Staying Compliant Long-Term
Compliance doesn’t require constant effort—it requires consistency. Here’s a practical approach:
- Set a cleaning schedule: Mark cleanings on your business calendar. Treat them like payroll—non-negotiable.
- Assign responsibility: One manager should own grease trap compliance. They’ll track schedules and documentation.
- Train staff: Teach kitchen workers to avoid pouring grease down drains. This reduces trap load and extends time between cleanings.
- Keep records organized: Store cleaning receipts and maintenance logs in one accessible file for inspections.
- Schedule annual inspections: Have a licensed plumber evaluate your system yearly, even if you haven’t had violations.
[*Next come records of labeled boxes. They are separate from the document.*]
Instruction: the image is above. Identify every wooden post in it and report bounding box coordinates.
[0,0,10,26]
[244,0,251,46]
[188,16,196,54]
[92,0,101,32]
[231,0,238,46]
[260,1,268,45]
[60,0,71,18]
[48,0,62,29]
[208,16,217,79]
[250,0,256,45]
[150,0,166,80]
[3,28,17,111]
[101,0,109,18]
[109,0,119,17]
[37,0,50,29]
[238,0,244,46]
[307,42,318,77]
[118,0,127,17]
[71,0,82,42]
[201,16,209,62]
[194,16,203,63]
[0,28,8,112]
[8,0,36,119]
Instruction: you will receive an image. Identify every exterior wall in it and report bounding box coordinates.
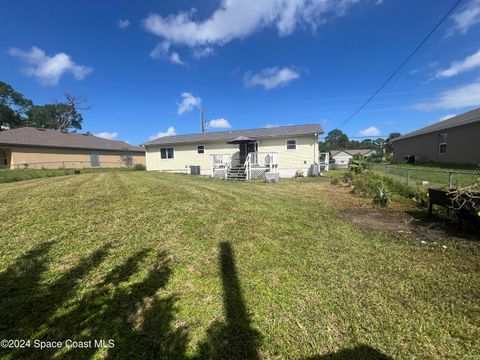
[332,152,353,169]
[146,134,318,177]
[0,148,12,169]
[10,147,145,169]
[146,142,238,175]
[258,134,318,178]
[392,123,480,165]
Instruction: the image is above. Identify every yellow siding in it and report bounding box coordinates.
[146,142,238,175]
[146,134,318,177]
[258,135,318,177]
[10,147,145,169]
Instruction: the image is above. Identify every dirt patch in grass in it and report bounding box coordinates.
[328,185,480,242]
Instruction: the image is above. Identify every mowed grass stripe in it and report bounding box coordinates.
[0,172,480,358]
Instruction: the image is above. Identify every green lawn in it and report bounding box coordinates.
[0,172,480,359]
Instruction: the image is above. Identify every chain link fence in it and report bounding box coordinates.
[370,164,480,188]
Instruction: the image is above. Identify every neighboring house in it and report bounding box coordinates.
[0,127,145,169]
[330,149,377,169]
[391,108,480,165]
[144,124,323,180]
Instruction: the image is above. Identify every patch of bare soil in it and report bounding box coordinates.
[326,184,480,242]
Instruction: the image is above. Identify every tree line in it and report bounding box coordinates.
[0,81,87,131]
[318,129,400,156]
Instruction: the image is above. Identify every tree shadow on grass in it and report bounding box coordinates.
[0,243,187,359]
[306,345,393,360]
[197,242,261,359]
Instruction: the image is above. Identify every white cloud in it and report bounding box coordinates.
[150,41,187,65]
[448,0,480,35]
[9,46,93,85]
[192,46,215,59]
[244,67,300,90]
[435,50,480,78]
[207,118,232,129]
[358,126,382,136]
[150,126,177,140]
[94,131,118,140]
[143,0,372,47]
[178,92,202,115]
[438,114,457,121]
[117,19,130,29]
[414,82,480,111]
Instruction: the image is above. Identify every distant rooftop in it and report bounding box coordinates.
[0,127,145,152]
[391,108,480,142]
[144,124,323,146]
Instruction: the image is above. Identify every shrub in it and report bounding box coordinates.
[330,178,340,185]
[373,186,392,207]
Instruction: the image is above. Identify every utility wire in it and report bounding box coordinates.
[337,0,462,129]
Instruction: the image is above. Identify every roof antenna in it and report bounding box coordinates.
[200,105,205,134]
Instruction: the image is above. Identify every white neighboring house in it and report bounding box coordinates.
[143,124,323,180]
[330,149,377,169]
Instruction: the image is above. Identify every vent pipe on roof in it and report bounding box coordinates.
[200,105,205,134]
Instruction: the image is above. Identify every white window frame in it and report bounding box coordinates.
[90,151,101,167]
[160,146,175,160]
[287,139,297,150]
[438,133,448,154]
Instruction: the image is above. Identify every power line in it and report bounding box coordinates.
[337,0,462,129]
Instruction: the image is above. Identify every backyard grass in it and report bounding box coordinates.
[0,172,480,359]
[0,168,144,184]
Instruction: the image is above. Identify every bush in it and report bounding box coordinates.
[330,178,340,185]
[373,186,392,207]
[133,164,147,171]
[344,171,428,207]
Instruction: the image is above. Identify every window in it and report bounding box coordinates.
[90,151,100,167]
[438,133,447,154]
[287,140,297,150]
[121,151,133,166]
[160,148,174,159]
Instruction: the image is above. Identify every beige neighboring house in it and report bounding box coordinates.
[0,127,145,169]
[330,149,377,169]
[144,124,323,180]
[391,108,480,165]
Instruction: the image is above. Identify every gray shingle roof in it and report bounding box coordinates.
[391,108,480,142]
[0,127,145,152]
[144,124,323,146]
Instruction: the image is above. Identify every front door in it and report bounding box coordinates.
[238,142,258,165]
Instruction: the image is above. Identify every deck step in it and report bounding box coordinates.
[227,166,247,181]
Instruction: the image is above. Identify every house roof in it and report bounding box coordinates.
[0,127,145,152]
[144,124,323,146]
[330,149,375,156]
[390,108,480,142]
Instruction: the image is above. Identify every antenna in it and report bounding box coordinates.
[200,105,205,134]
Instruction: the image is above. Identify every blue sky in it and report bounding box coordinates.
[0,0,480,144]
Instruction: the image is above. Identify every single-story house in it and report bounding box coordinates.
[143,124,323,180]
[330,149,377,169]
[391,108,480,165]
[0,127,145,169]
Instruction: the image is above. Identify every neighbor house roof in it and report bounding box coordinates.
[330,149,376,156]
[0,127,145,152]
[144,124,323,146]
[390,108,480,142]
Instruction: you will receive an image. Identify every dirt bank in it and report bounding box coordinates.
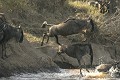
[0,39,58,77]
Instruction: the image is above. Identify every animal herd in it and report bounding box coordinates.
[0,13,94,75]
[41,18,94,76]
[0,10,118,76]
[88,0,111,13]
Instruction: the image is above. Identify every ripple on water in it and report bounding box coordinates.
[0,69,120,80]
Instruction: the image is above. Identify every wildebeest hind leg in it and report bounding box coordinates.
[46,35,49,43]
[78,60,83,77]
[84,62,90,72]
[55,35,61,45]
[41,33,46,46]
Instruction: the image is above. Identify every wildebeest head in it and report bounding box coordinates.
[57,45,67,54]
[41,21,47,28]
[16,26,24,43]
[87,18,94,32]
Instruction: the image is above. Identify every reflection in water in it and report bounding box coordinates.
[0,69,118,80]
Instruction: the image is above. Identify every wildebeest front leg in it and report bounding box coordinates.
[78,60,83,77]
[46,35,49,43]
[55,35,61,45]
[41,33,46,46]
[84,62,90,72]
[2,43,7,59]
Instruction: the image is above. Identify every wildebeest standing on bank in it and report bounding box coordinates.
[0,14,23,59]
[57,44,93,76]
[41,19,94,46]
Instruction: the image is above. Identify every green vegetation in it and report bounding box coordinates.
[0,0,106,42]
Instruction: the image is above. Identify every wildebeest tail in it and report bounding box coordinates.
[88,44,93,65]
[90,19,94,32]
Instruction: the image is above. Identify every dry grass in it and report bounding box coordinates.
[24,33,41,43]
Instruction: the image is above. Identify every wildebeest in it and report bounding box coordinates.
[0,16,23,59]
[96,62,120,72]
[41,18,94,46]
[57,43,93,76]
[88,1,100,9]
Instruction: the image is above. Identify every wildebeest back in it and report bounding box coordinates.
[54,19,88,36]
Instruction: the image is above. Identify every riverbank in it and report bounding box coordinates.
[0,39,59,77]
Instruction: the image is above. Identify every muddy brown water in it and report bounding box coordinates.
[0,69,120,80]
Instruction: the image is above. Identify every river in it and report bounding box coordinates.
[0,69,119,80]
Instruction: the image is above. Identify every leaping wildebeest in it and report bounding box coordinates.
[41,18,94,46]
[0,15,24,59]
[57,43,93,76]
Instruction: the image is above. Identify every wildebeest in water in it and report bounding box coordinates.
[0,14,24,59]
[41,18,94,46]
[57,43,93,76]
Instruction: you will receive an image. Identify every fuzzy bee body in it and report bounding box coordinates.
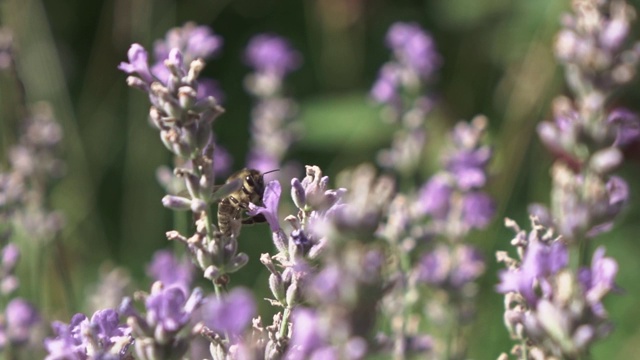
[218,169,264,236]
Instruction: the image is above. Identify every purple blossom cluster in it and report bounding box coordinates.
[496,217,618,359]
[378,116,495,358]
[245,34,302,172]
[370,22,441,176]
[535,0,640,242]
[417,116,495,236]
[44,309,133,360]
[119,24,252,288]
[0,0,640,360]
[497,0,640,359]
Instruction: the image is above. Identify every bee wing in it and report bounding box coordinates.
[212,179,242,201]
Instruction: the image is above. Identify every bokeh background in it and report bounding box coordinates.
[0,0,640,359]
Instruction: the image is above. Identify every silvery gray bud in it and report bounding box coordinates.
[589,147,623,174]
[291,178,307,210]
[269,274,286,305]
[204,265,220,281]
[286,281,298,307]
[226,253,249,273]
[178,86,197,110]
[162,195,192,211]
[191,199,207,213]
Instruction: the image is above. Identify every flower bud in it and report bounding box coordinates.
[162,195,193,211]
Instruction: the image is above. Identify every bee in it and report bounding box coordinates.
[218,168,277,236]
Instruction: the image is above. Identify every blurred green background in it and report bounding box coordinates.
[0,0,640,359]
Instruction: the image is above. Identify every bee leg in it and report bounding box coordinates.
[242,214,267,225]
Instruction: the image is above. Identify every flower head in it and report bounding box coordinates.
[147,250,194,294]
[245,34,301,77]
[387,22,440,79]
[153,22,223,63]
[202,288,256,336]
[5,298,40,345]
[118,44,153,85]
[249,180,282,232]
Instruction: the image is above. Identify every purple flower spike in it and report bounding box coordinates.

Businesses across Long Island—from Babylon to Riverhead—that follow these practices rarely face health code violations. Compliance becomes routine, and your system operates efficiently.
Key Takeaways
Suffolk County health code requires food service businesses to install, maintain, and regularly clean grease traps. Violations are common, but preventable. Proper sizing, professional installation, scheduled maintenance, and detailed record-keeping are the foundations of compliance. If you’re unsure whether your system meets current requirements, have it inspected by a licensed professional. A small investment in maintenance today prevents expensive problems and health department citations tomorrow.
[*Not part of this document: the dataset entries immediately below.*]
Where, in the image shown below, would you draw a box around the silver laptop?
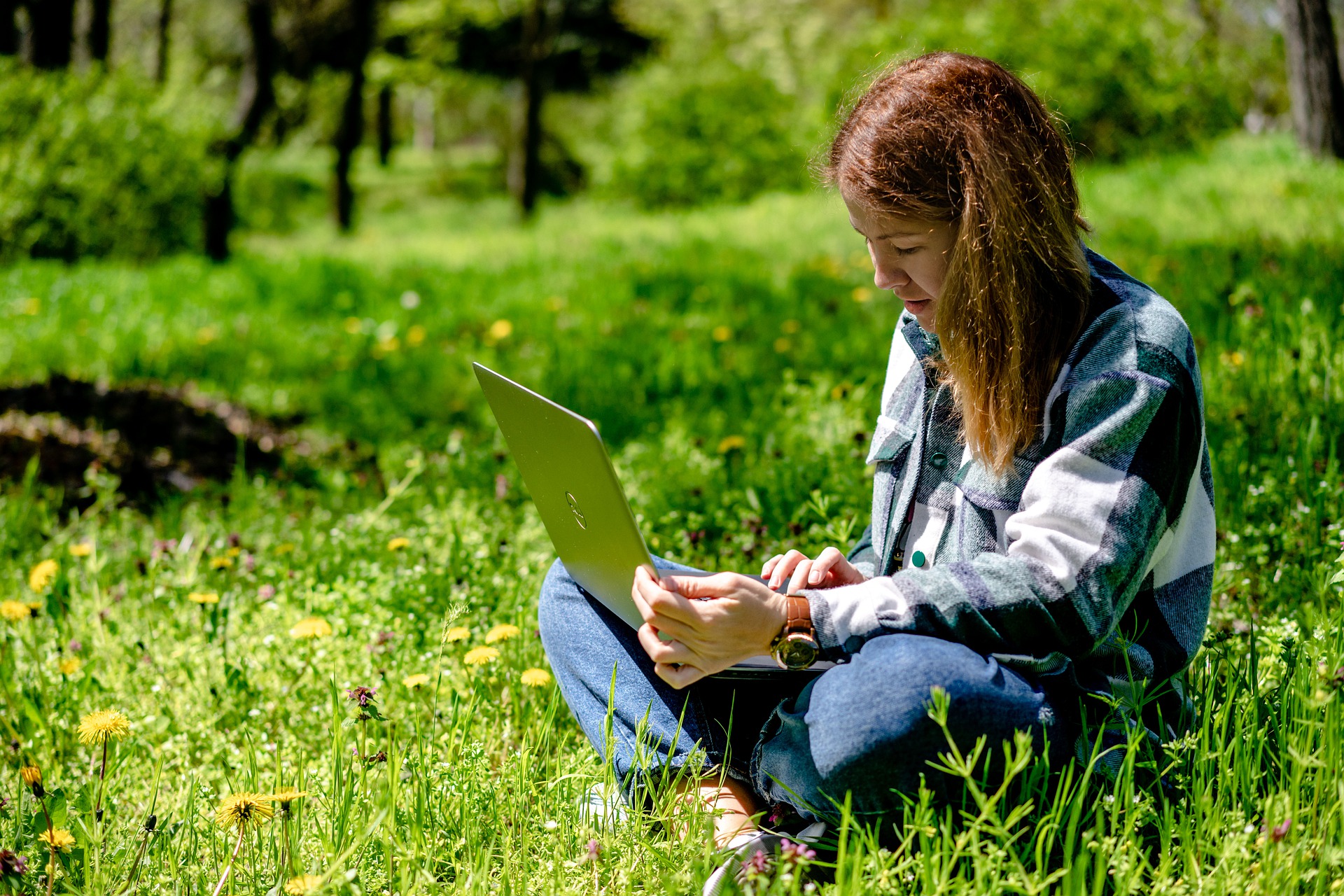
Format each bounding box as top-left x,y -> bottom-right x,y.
472,363 -> 834,677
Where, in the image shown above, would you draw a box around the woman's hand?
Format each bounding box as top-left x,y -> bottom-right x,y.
631,567 -> 788,688
761,548 -> 867,594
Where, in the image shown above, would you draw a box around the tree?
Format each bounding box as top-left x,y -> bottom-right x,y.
155,0 -> 172,83
332,0 -> 374,231
24,0 -> 76,69
0,0 -> 19,57
206,0 -> 276,260
1278,0 -> 1344,158
456,0 -> 653,216
89,0 -> 111,64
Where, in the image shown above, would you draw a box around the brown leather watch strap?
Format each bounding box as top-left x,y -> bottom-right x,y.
783,594 -> 816,638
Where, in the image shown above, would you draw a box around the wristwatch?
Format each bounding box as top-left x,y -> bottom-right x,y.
770,594 -> 821,669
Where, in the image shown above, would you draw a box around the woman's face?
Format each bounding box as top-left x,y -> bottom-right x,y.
841,193 -> 957,333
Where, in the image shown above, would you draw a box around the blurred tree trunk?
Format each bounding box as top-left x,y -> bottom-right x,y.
206,0 -> 276,262
89,0 -> 111,64
335,0 -> 374,232
24,0 -> 76,70
508,0 -> 559,218
0,0 -> 19,57
1278,0 -> 1344,158
378,85 -> 393,168
155,0 -> 172,83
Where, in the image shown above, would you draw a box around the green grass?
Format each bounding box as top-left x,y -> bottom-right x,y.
0,127 -> 1344,895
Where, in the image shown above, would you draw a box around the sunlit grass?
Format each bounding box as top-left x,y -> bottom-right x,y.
0,130 -> 1344,896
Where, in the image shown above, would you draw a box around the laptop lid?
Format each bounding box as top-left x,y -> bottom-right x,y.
472,363 -> 657,629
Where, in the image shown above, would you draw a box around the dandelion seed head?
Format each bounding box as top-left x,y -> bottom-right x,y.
79,709 -> 130,744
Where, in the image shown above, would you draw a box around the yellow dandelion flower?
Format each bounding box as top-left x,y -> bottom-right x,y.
719,435 -> 748,454
285,874 -> 323,896
462,648 -> 500,666
289,617 -> 332,638
523,669 -> 551,688
267,788 -> 308,813
38,827 -> 76,853
28,560 -> 59,594
215,791 -> 276,829
0,601 -> 32,622
485,622 -> 522,643
79,709 -> 130,744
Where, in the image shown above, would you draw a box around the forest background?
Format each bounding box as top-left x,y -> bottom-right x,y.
0,0 -> 1344,896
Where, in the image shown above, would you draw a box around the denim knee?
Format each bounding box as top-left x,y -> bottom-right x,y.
752,634 -> 1049,817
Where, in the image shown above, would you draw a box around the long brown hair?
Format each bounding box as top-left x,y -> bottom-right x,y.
825,52 -> 1088,474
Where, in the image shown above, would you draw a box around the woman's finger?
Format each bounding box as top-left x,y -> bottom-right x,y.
637,624 -> 696,664
789,560 -> 812,594
630,567 -> 696,623
653,662 -> 704,690
808,547 -> 844,587
770,551 -> 808,589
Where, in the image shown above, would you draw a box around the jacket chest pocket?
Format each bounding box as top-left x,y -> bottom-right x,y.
867,414 -> 916,465
953,458 -> 1036,559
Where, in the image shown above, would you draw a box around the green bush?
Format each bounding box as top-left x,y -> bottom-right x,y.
0,66 -> 207,260
609,60 -> 808,207
837,0 -> 1247,160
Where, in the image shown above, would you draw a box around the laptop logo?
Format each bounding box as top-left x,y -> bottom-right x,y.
564,491 -> 587,529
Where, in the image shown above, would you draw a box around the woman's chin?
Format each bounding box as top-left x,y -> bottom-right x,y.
900,298 -> 934,333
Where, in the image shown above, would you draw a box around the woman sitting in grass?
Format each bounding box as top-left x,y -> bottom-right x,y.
540,52 -> 1214,889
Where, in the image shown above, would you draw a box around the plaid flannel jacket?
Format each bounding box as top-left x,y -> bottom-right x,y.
806,250 -> 1214,734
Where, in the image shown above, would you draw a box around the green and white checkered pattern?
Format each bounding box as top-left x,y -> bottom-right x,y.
808,251 -> 1215,725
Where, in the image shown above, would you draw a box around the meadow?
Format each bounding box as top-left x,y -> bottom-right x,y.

Frequently Asked Questions About Grease Traps in Suffolk County
Do I need a grease trap if I only serve fast food or deli sandwiches?
Yes. Any commercial kitchen that produces grease or oil during food preparation or cleanup requires a grease trap. This includes fast-food operations, delis, pizzerias, and even bakeries. The Suffolk County Health Department makes no exemptions based on the type of food served.
Can I clean my grease trap myself to save money?
Technically, you can perform basic maintenance like removing surface grease. However, Suffolk County requires professional cleaning and pumping performed by licensed contractors. Health inspectors want documentation from licensed professionals on official letterhead. Self-cleaning also creates disposal and safety issues—grease must be handled and disposed of properly according to environmental regulations.
What happens if I get caught with an uncleaned or undersized grease trap?
Initial violations typically result in a citation with a deadline to correct the problem—usually 5 to 10 days. If you don’t comply, fines escalate, and the health department can suspend your operating permit. In serious cases, your business may be required to close until violations are corrected. It’s far better to stay ahead of maintenance than face enforcement action.
How much grease should my trap be holding before I clean it?
Suffolk County code requires cleaning once grease buildup reaches one-third of your trap’s total depth. Some health inspectors may require cleaning at one-quarter capacity depending on your operation. Your inspector can advise you on the specific threshold for your business during your initial inspection or citation review.
Do I need different maintenance if I’m in Nassau County instead of Suffolk County?
Nassau and Suffolk County both follow New York State Plumbing Code, so the basic requirements are the same: proper sizing, installation, cleaning, and documentation. However, each county health department may have slightly different inspection protocols or specific local requirements. Check with your local health department to confirm any county-specific rules.
What should I look for when hiring a grease trap service contractor?
Always verify that the contractor holds a current New York State plumbing license and maintains liability insurance. Ask for references from other Long Island businesses. Request written documentation of services provided, waste amounts, and dates. Avoid contractors who don’t provide detailed invoices or who pressure you to sign blank service forms. Professional contractors are transparent about what they’re doing and why.